Alors que les lésions cérébrales permanentes devenaient évidentes et que la famille commençait à renoncer à essayer de ramener mon père à la réalité, un léger sentiment d'ordre a émergé dans son discours et ses actions désorganisés.
Bien qu'il ait peut-être perdu le récit cohérent de l'histoire de sa vie, ses habitudes et ses traits de caractère profondément ancrés demeurent.
--- p.234
- Le mariage actuel est une institution fondée sur un accord qui suppose une activité sexuelle entièrement exclusive, mais je me demandais si les soins, absolument essentiels à la survie d'une personne, plutôt que l'activité sexuelle, ne constitueraient pas un critère plus raisonnable pour former une union familiale.
L'idée qu'une famille puisse se former dès lors que les gens prennent soin les uns des autres, indépendamment des circonstances de la naissance d'un enfant, que ce soit dans le cadre institutionnel ou non, n'est-elle pas plus logique au regard de la fonction de la famille ?
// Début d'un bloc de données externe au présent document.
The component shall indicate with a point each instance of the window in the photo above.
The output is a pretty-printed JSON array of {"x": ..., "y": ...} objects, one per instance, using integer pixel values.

Bien que je respecte les personnes qui ont certaines convictions et qui adhèrent fermement au « ~isme » consistant à vivre une vie de mariage ou de non-mariage, je trouve cela un peu gênant.
Je pense que la question de savoir comment cultiver des relations intimes dans sa vie peut évoluer à tout moment, en fonction du contexte et des circonstances.
--- p.38
On me demande souvent pourquoi je vis seule.
Une personne rencontrée dans le cadre de mon travail m'a un jour posé cette question avant même que je puisse répondre : « Tu as épousé ton travail parce que tu es une femme formidable (je ne sais pas pourquoi j'ai inventé cette expression bizarre…). »
Lorsque je travaillais comme journaliste, il y a eu un moment où, lors d'un dîner d'entreprise, quelqu'un m'a demandé, avec un air innocent : « Pourquoi ne trouvez-vous pas un associé ? » et j'ai été décontenancée.
Épouser son travail ? Quelle imagination aride !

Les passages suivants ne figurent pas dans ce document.